Editor Popular Science Monthly:
Sir: Whatever some of your contributors may say to the contrary, there certainly is a reptile resembling a snake, inhabiting the western part of the United States, the tail of which flies to pieces on very slight provocation. It is not, however, a snake, as some of them suppose, but a limbless lizard of the genus Ophisaurus. I have seen hundreds of them in Kansas near Fort Riley and farther west, and have sent many specimens to the Academy of the Natural Sciences of Philadelphia and to the Smithsonian Institution in Washington. This lacertilian is a very beautiful animal, varying in length from ten to fourteen inches or more, and in diameter at its largest segment from three-fourths of an inch to an inch and a half. It is perfectly harmless, and when struck or captured sheds its tail sometimes in several pieces, each of which continues to wriggle for some time afterward. It is, perhaps, scarcely necessary to say that these several segments do not start out on voyages of discovery for each other in order to reunite with their parent. The animal has, however, the power of reproducing the lost part, as have other lizards. The name of "glass-snake" is that by which this reptile is popularly known. Glass-snakes are common in other parts of the world. The Pseudopus Pallasii is found in Hungary, Bulgaria, Turkey, and neighboring countries. In general appearance it resembles a snake. The fore-limbs are entirely absent, and the hind-limbs are rudimentary, as they are in certain true ophidia. Lizards without legs are also very abundant in Australia.

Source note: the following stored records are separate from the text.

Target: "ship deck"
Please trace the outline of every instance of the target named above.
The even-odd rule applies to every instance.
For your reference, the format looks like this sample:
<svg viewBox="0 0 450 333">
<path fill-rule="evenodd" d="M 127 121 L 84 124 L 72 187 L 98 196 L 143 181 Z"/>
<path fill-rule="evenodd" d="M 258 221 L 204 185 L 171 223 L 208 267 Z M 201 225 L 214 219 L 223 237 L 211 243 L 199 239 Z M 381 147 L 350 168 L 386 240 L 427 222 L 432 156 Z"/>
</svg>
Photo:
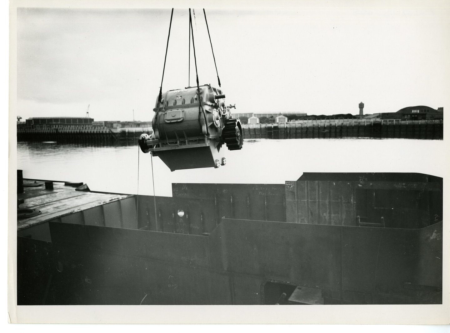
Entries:
<svg viewBox="0 0 450 333">
<path fill-rule="evenodd" d="M 18 218 L 18 231 L 130 196 L 129 194 L 76 190 L 74 183 L 53 182 L 53 189 L 47 189 L 43 180 L 23 180 L 24 193 L 18 194 L 17 198 L 23 199 L 24 202 L 18 208 L 38 210 L 41 212 L 34 216 Z"/>
</svg>

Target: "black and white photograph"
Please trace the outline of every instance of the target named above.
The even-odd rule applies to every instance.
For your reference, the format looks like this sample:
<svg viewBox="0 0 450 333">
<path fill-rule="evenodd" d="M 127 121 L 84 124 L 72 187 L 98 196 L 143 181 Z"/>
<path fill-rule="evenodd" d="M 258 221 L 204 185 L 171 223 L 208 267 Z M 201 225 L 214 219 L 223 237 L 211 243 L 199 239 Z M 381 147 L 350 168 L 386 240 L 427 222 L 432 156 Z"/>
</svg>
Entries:
<svg viewBox="0 0 450 333">
<path fill-rule="evenodd" d="M 448 1 L 9 9 L 11 322 L 449 323 Z"/>
</svg>

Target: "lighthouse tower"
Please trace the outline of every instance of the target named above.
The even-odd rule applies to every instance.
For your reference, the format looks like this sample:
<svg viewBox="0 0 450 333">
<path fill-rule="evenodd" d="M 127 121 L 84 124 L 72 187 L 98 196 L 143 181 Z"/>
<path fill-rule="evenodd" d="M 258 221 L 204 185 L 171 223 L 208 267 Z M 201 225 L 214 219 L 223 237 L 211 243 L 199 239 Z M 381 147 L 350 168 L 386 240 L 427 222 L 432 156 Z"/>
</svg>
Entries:
<svg viewBox="0 0 450 333">
<path fill-rule="evenodd" d="M 360 118 L 363 117 L 363 115 L 364 115 L 364 113 L 363 113 L 363 108 L 364 108 L 364 103 L 361 102 L 360 103 Z"/>
</svg>

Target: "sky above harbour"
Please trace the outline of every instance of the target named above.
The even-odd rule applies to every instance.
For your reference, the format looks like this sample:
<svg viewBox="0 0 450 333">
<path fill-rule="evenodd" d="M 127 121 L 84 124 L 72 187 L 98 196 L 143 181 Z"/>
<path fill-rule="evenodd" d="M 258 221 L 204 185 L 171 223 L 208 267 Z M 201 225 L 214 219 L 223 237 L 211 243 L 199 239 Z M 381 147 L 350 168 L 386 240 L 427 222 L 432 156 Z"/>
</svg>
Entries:
<svg viewBox="0 0 450 333">
<path fill-rule="evenodd" d="M 89 105 L 96 121 L 151 120 L 170 9 L 27 3 L 17 11 L 18 115 L 84 117 Z M 365 113 L 449 108 L 448 2 L 264 3 L 205 8 L 236 112 L 356 114 L 361 101 Z M 217 86 L 201 6 L 193 17 L 199 81 Z M 163 91 L 195 84 L 188 25 L 188 9 L 176 8 Z"/>
</svg>

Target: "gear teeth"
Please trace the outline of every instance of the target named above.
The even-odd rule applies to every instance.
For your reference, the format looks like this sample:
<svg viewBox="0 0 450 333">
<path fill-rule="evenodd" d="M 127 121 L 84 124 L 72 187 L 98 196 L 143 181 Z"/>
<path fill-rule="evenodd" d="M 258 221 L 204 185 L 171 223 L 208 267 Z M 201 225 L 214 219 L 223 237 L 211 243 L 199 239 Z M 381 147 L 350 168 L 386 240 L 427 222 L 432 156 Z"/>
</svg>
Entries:
<svg viewBox="0 0 450 333">
<path fill-rule="evenodd" d="M 238 150 L 242 148 L 242 129 L 238 119 L 236 118 L 227 119 L 222 132 L 222 138 L 229 150 Z"/>
</svg>

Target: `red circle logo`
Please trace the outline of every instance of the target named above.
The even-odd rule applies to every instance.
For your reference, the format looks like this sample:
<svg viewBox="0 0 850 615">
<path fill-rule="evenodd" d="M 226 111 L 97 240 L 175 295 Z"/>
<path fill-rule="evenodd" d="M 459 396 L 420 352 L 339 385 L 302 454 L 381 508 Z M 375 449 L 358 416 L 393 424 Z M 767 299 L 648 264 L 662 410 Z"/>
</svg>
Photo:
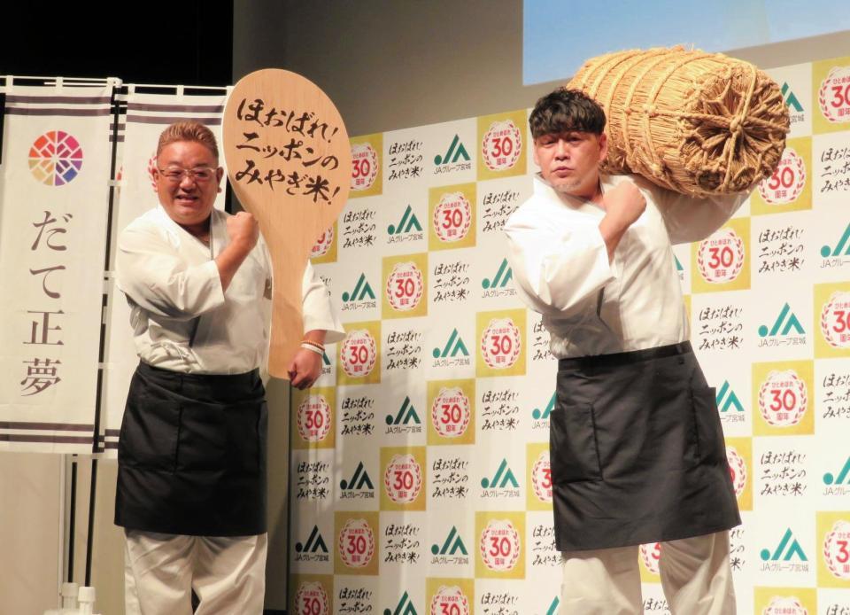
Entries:
<svg viewBox="0 0 850 615">
<path fill-rule="evenodd" d="M 784 205 L 797 200 L 806 185 L 806 163 L 793 149 L 786 147 L 773 175 L 759 183 L 759 194 L 767 203 Z"/>
<path fill-rule="evenodd" d="M 431 598 L 429 615 L 469 615 L 469 600 L 456 585 L 441 585 Z"/>
<path fill-rule="evenodd" d="M 481 354 L 488 367 L 506 370 L 520 356 L 520 330 L 510 318 L 494 318 L 481 337 Z"/>
<path fill-rule="evenodd" d="M 484 164 L 491 171 L 506 171 L 516 164 L 522 151 L 522 136 L 510 120 L 494 121 L 481 142 Z"/>
<path fill-rule="evenodd" d="M 440 241 L 460 241 L 472 225 L 472 205 L 463 192 L 444 194 L 434 207 L 431 223 Z"/>
<path fill-rule="evenodd" d="M 431 424 L 443 438 L 466 433 L 471 416 L 469 398 L 460 386 L 441 387 L 431 404 Z"/>
<path fill-rule="evenodd" d="M 808 392 L 793 370 L 771 371 L 759 387 L 759 411 L 768 424 L 791 427 L 802 419 Z"/>
<path fill-rule="evenodd" d="M 409 312 L 422 298 L 425 284 L 422 272 L 413 262 L 398 262 L 387 277 L 387 300 L 393 309 Z"/>
<path fill-rule="evenodd" d="M 821 333 L 833 348 L 850 347 L 850 292 L 833 292 L 823 304 Z"/>
<path fill-rule="evenodd" d="M 378 176 L 378 152 L 371 144 L 352 145 L 352 190 L 368 190 Z"/>
<path fill-rule="evenodd" d="M 422 468 L 413 455 L 395 455 L 383 473 L 387 495 L 397 504 L 413 502 L 422 490 Z"/>
<path fill-rule="evenodd" d="M 830 71 L 821 83 L 817 102 L 827 121 L 850 121 L 850 66 L 835 66 Z"/>
<path fill-rule="evenodd" d="M 339 362 L 352 378 L 371 374 L 377 355 L 375 338 L 366 329 L 349 331 L 339 346 Z"/>
<path fill-rule="evenodd" d="M 744 266 L 744 241 L 732 229 L 722 229 L 699 242 L 697 265 L 709 284 L 724 284 L 738 277 Z"/>
<path fill-rule="evenodd" d="M 363 568 L 375 555 L 375 533 L 366 519 L 349 519 L 339 532 L 339 557 L 350 568 Z"/>
<path fill-rule="evenodd" d="M 298 406 L 298 435 L 307 442 L 321 442 L 330 432 L 330 406 L 324 395 L 309 395 Z"/>
<path fill-rule="evenodd" d="M 513 570 L 520 557 L 520 533 L 508 519 L 492 520 L 481 533 L 478 543 L 481 558 L 490 570 Z"/>
</svg>

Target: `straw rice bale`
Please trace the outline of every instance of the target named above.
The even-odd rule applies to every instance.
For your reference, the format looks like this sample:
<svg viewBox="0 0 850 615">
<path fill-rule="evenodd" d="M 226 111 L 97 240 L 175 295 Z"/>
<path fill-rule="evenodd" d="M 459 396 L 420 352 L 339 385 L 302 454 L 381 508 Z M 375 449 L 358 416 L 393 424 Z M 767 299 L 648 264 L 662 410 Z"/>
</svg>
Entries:
<svg viewBox="0 0 850 615">
<path fill-rule="evenodd" d="M 748 191 L 772 175 L 788 110 L 777 83 L 722 54 L 673 49 L 587 61 L 568 88 L 607 116 L 605 173 L 635 173 L 693 196 Z"/>
</svg>

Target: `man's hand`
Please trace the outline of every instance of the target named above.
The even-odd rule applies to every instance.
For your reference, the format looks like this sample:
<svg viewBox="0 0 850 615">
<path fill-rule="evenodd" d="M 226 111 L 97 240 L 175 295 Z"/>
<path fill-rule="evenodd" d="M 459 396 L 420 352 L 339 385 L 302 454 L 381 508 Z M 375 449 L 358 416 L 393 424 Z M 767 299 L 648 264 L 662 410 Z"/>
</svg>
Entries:
<svg viewBox="0 0 850 615">
<path fill-rule="evenodd" d="M 227 223 L 230 243 L 215 257 L 222 291 L 228 290 L 233 276 L 254 249 L 259 237 L 259 225 L 248 212 L 239 212 L 236 215 L 228 216 Z"/>
<path fill-rule="evenodd" d="M 612 216 L 617 226 L 628 229 L 646 209 L 646 199 L 631 180 L 620 182 L 602 197 L 606 217 Z"/>
<path fill-rule="evenodd" d="M 247 254 L 254 249 L 259 237 L 259 224 L 248 212 L 239 212 L 228 218 L 228 237 L 230 243 L 244 250 Z"/>
<path fill-rule="evenodd" d="M 646 199 L 631 180 L 623 180 L 603 195 L 602 206 L 605 217 L 599 222 L 599 232 L 611 261 L 626 230 L 646 209 Z"/>
<path fill-rule="evenodd" d="M 313 386 L 321 373 L 321 354 L 306 348 L 298 348 L 292 362 L 287 368 L 290 382 L 297 389 L 304 390 Z"/>
</svg>

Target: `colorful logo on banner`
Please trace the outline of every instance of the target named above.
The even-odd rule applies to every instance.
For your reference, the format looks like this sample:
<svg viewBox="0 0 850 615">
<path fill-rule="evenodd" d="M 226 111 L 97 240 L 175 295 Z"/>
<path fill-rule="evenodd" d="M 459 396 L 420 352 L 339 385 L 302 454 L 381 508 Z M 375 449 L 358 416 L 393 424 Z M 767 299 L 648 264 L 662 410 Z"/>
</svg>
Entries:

Other lizards, besides the glass-snakes, lose their tails with great ease, and some of them, like the geckos, throw off this appendage spontaneously as a means of protection, doubtless hoping thereby to create a diversion of the enemy toward the wriggling fragment, while the owner makes good its escape. The Ophisaurus ventralis of Kansas and other Western States has no external limbs; there arc, however, rudimentary hind-limbs under the skin, very similar in general appearance to chose found in the black-snake (Coluber constrictor). Stories of the quivering fragments of its tail coming together again after being detached from the body were common enough among the soldiers and settlers, but I am able to state of my own knowledge (though it seems to be a waste of words to do so) that they are not endowed with sufficient perceptive and volitional power to accomplish such an act. They die in a few hours, and are reproduced by the animal in a few months. The Ophisaurus is perfectly harmless, and is readily tamed so as to become a pet.